As we mark #iwill Week 2021 – and as we launch our #iwill Fund interim learning report – we look back on this partnership and review what we’ve achieved and learned, particularly in the past year. 

I hope these key findings are useful for our partners, other funders and the youth sector more widely. Subscribe to our blog to keep up to date with this fund and email our team if you have any questions about our work. 

About #iwill 

We’re now in our second round of #iwill funding after working with 59 projects to tackle youth loneliness through social action between 2018 and 2021. 

Our most recent round of #iwill funding aims to support 76 youth social action projects through its lifecycle. These will help young people to: 

  • Work together to improve the design and use of community spaces 
  • Run peer support projects to help young people’s wellbeing as they move up to secondary school 
  • Provide peer support and safe spaces for young people who are going through bereavement 

Projects launched in 2018 and will run to the end of 2023 

Learning 1: There are real benefits to social action 

We are proud to be making good headway into our targets for #iwill. 

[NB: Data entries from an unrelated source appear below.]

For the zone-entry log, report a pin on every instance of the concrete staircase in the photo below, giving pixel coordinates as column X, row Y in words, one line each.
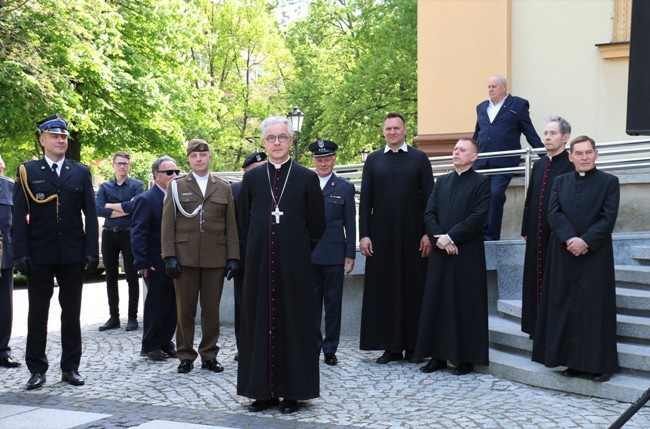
column 510, row 349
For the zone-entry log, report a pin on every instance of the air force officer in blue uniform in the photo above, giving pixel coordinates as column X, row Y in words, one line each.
column 53, row 240
column 335, row 251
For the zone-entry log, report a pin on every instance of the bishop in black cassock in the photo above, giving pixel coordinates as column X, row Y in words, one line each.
column 576, row 324
column 454, row 317
column 281, row 212
column 395, row 185
column 534, row 225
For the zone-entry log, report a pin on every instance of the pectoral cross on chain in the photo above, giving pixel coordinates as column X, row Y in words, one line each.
column 277, row 213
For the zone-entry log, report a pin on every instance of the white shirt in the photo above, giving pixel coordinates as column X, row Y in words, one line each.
column 493, row 109
column 324, row 180
column 202, row 181
column 59, row 164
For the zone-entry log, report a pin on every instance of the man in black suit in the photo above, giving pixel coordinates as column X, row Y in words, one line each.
column 251, row 161
column 50, row 241
column 159, row 320
column 335, row 251
column 500, row 121
column 7, row 274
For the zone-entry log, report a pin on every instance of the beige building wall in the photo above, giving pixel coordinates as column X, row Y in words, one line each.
column 558, row 68
column 547, row 50
column 460, row 44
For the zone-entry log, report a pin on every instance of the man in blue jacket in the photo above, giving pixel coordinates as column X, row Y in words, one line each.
column 500, row 121
column 335, row 251
column 159, row 320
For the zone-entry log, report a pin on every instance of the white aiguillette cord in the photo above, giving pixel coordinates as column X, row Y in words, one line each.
column 178, row 205
column 277, row 203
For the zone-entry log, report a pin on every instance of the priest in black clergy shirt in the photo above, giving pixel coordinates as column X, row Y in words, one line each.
column 454, row 317
column 281, row 212
column 576, row 324
column 395, row 185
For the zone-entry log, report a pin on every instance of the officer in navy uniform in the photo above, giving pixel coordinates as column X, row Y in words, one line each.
column 335, row 251
column 51, row 198
column 7, row 275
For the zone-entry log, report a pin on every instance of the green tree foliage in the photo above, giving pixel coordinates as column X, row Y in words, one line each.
column 146, row 76
column 355, row 62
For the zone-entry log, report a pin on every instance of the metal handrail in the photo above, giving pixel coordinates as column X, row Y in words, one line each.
column 611, row 151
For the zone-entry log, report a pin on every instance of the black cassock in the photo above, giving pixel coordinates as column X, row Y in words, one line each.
column 535, row 227
column 278, row 337
column 454, row 317
column 576, row 324
column 394, row 192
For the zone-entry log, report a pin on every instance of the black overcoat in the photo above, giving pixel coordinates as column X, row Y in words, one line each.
column 394, row 192
column 278, row 349
column 535, row 227
column 454, row 317
column 576, row 324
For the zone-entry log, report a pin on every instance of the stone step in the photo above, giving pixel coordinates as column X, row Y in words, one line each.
column 637, row 300
column 627, row 326
column 641, row 253
column 634, row 276
column 506, row 335
column 621, row 387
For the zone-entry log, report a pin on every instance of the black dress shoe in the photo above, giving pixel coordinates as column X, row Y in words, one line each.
column 212, row 365
column 185, row 366
column 262, row 404
column 330, row 359
column 570, row 372
column 156, row 355
column 170, row 351
column 112, row 323
column 463, row 368
column 389, row 356
column 72, row 377
column 131, row 324
column 601, row 378
column 36, row 380
column 434, row 365
column 289, row 406
column 8, row 362
column 409, row 355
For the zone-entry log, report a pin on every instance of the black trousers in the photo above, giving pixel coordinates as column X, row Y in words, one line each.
column 159, row 320
column 328, row 293
column 112, row 244
column 40, row 288
column 6, row 310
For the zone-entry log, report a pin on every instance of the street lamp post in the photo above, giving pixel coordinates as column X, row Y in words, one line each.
column 296, row 117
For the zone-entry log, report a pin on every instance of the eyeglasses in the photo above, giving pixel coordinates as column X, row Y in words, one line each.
column 282, row 138
column 170, row 172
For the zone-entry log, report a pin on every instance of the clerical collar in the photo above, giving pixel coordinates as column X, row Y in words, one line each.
column 404, row 148
column 324, row 180
column 50, row 162
column 278, row 166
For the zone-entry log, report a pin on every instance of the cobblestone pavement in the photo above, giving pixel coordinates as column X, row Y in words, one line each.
column 125, row 390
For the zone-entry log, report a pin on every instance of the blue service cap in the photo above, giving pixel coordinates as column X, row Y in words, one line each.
column 54, row 124
column 323, row 148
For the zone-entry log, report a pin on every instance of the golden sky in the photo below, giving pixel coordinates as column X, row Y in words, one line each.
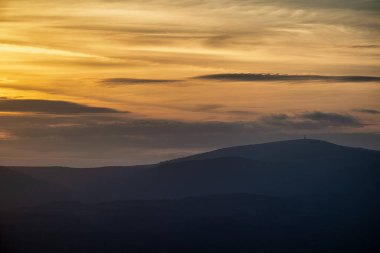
column 137, row 78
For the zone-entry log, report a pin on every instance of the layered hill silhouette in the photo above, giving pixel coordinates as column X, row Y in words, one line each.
column 286, row 168
column 289, row 196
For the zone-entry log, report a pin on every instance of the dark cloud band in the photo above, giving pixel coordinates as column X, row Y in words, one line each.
column 133, row 81
column 49, row 107
column 248, row 77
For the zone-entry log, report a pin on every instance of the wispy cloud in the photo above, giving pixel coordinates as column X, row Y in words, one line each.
column 248, row 77
column 364, row 110
column 49, row 106
column 133, row 81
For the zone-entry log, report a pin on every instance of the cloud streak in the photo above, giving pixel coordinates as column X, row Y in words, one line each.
column 49, row 107
column 134, row 81
column 248, row 77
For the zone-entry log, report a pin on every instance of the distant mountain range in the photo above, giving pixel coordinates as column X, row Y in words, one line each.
column 290, row 196
column 286, row 168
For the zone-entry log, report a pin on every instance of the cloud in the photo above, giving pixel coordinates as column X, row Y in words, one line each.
column 248, row 77
column 49, row 106
column 334, row 119
column 312, row 120
column 370, row 111
column 115, row 139
column 365, row 46
column 134, row 81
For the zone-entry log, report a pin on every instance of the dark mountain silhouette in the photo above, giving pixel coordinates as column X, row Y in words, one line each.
column 217, row 223
column 18, row 189
column 286, row 168
column 290, row 196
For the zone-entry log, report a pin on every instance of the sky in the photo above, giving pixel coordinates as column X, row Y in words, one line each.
column 122, row 82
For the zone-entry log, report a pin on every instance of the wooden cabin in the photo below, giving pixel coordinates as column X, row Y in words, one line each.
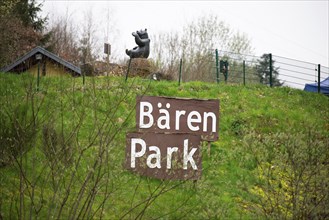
column 48, row 63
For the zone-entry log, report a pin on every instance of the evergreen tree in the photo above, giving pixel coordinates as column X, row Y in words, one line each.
column 263, row 71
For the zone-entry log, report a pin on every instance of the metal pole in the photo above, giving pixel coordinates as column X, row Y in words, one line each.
column 38, row 78
column 271, row 70
column 180, row 71
column 244, row 72
column 128, row 70
column 319, row 79
column 217, row 68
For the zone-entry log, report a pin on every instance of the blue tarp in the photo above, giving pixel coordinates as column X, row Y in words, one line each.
column 313, row 87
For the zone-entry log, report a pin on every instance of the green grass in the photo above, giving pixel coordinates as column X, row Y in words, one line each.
column 86, row 127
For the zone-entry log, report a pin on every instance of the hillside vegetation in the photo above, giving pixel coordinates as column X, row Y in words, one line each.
column 63, row 148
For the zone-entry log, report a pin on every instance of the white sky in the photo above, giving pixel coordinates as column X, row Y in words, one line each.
column 293, row 29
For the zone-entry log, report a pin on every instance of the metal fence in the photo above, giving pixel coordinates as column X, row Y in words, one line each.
column 245, row 69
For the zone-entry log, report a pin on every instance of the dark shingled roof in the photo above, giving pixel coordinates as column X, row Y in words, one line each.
column 46, row 53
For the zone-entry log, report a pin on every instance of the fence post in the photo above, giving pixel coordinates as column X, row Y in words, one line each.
column 180, row 71
column 128, row 70
column 319, row 79
column 244, row 72
column 217, row 68
column 271, row 70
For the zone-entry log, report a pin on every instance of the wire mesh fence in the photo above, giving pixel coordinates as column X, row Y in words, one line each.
column 272, row 70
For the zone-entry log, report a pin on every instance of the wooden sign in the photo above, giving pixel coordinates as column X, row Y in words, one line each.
column 170, row 131
column 173, row 115
column 164, row 156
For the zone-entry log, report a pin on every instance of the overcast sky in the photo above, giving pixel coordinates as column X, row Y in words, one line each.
column 293, row 29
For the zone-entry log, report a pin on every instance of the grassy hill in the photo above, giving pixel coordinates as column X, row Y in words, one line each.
column 63, row 148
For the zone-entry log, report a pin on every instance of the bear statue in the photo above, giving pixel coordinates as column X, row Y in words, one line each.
column 143, row 48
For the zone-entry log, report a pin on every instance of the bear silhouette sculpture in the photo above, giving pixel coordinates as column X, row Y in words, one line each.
column 143, row 48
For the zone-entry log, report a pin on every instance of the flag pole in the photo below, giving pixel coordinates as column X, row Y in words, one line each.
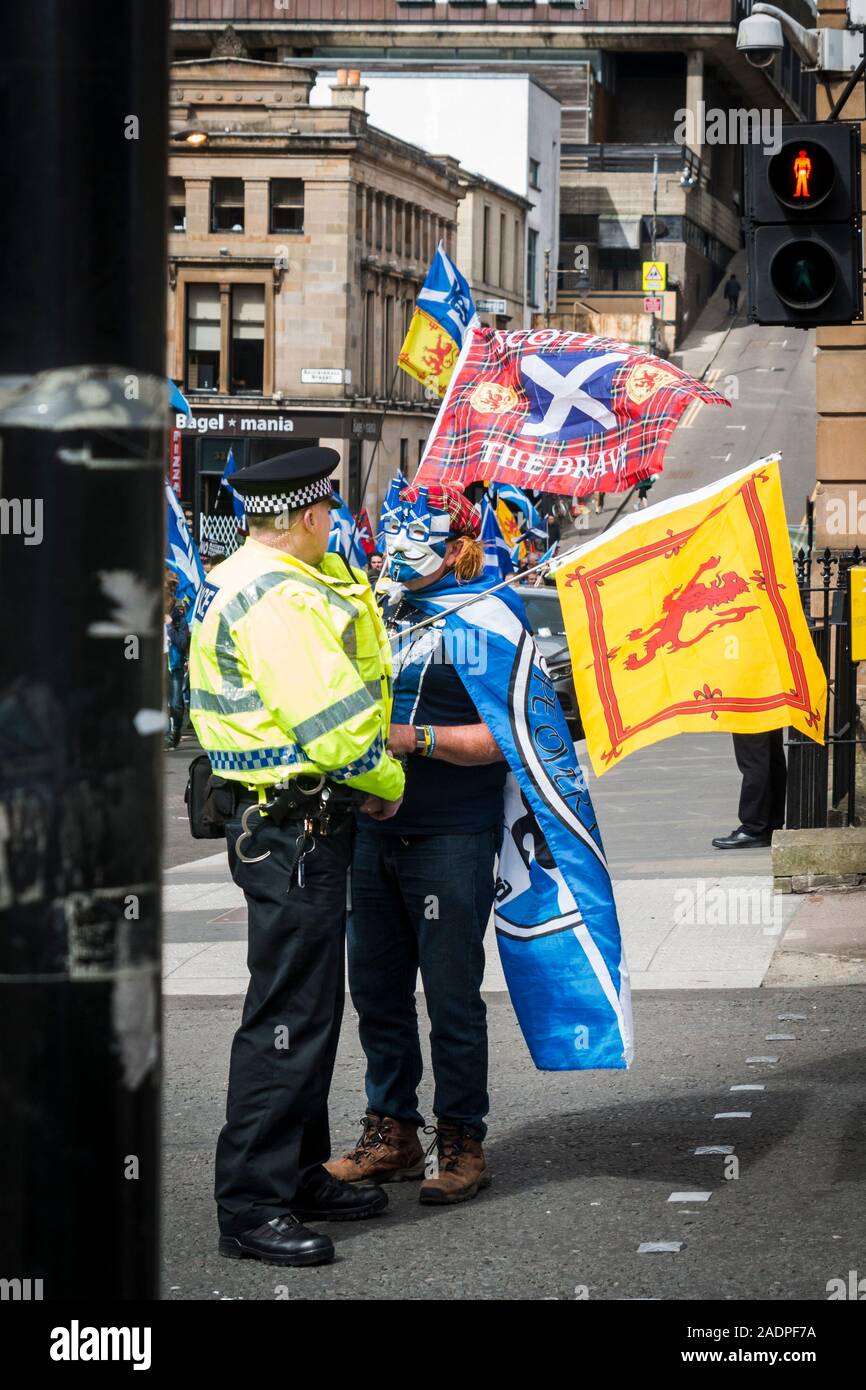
column 389, row 402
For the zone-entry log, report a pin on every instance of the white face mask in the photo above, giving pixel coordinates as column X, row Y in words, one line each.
column 416, row 540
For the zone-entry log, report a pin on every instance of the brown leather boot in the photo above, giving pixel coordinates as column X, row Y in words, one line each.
column 456, row 1165
column 388, row 1151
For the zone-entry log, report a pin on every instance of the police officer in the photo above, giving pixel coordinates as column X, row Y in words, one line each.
column 291, row 698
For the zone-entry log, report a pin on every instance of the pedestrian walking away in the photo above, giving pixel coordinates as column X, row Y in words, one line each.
column 761, row 758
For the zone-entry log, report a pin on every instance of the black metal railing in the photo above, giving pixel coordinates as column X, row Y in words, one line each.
column 822, row 779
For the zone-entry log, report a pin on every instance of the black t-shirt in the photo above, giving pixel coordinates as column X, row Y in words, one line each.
column 441, row 798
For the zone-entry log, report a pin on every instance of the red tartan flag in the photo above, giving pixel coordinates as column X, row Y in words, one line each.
column 558, row 412
column 364, row 535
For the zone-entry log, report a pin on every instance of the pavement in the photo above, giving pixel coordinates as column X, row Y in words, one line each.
column 749, row 1037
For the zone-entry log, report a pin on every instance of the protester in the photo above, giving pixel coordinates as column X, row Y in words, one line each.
column 642, row 489
column 438, row 849
column 733, row 291
column 761, row 758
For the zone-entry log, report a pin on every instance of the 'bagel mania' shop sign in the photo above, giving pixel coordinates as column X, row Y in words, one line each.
column 253, row 435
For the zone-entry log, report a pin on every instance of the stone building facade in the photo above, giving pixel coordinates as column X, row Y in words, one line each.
column 299, row 238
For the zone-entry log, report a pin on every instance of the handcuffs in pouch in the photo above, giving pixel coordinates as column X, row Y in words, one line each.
column 278, row 811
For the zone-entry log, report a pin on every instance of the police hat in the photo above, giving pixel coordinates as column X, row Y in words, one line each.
column 287, row 483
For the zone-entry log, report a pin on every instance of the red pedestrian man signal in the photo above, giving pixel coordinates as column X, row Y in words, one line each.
column 802, row 173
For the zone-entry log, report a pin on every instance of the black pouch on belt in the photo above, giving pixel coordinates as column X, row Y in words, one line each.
column 210, row 799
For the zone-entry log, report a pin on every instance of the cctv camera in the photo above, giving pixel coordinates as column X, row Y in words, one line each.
column 761, row 39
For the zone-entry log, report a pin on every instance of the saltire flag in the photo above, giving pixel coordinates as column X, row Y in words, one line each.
column 181, row 551
column 555, row 913
column 510, row 530
column 228, row 494
column 496, row 553
column 344, row 537
column 364, row 533
column 392, row 498
column 177, row 401
column 685, row 617
column 533, row 524
column 556, row 412
column 444, row 313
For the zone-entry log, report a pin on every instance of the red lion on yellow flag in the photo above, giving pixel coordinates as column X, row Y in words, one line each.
column 687, row 617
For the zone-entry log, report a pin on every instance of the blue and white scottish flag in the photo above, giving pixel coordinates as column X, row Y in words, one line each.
column 227, row 488
column 181, row 551
column 533, row 521
column 496, row 553
column 556, row 922
column 389, row 505
column 344, row 538
column 448, row 298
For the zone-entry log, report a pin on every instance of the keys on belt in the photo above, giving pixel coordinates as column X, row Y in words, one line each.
column 289, row 804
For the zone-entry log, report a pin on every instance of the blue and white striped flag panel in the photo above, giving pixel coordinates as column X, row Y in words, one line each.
column 556, row 920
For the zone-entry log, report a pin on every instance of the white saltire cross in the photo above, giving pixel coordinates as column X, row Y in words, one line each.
column 567, row 392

So far, 21 organisations have engaged 2,851 young people in social action. Our target is for 6,200 young people to be engaged in social action by 2023, meaning we are already over a third of the way there. 

But it is not just about engagement – it’s about quality and impact. 1121 young people who needed it most took part in social action, and 1082 committed to continue engaging with youth social action opportunities. This is targeted and ongoing work so that young people benefit and want to continue to engage. 

The results of this benefits both communities and those taking part – 1975 young people have built resilience as a direct result of #iwill funded projects. 1349 have developed communication, teamwork and planning skills. This mutual benefit is a direct result of those we are funding working co-operatively 

Finally, we know that projects about people cannot be created without those people, which is why I am pleased to note that people 1035 who took part have lived experience of the issues they are seeking to address. 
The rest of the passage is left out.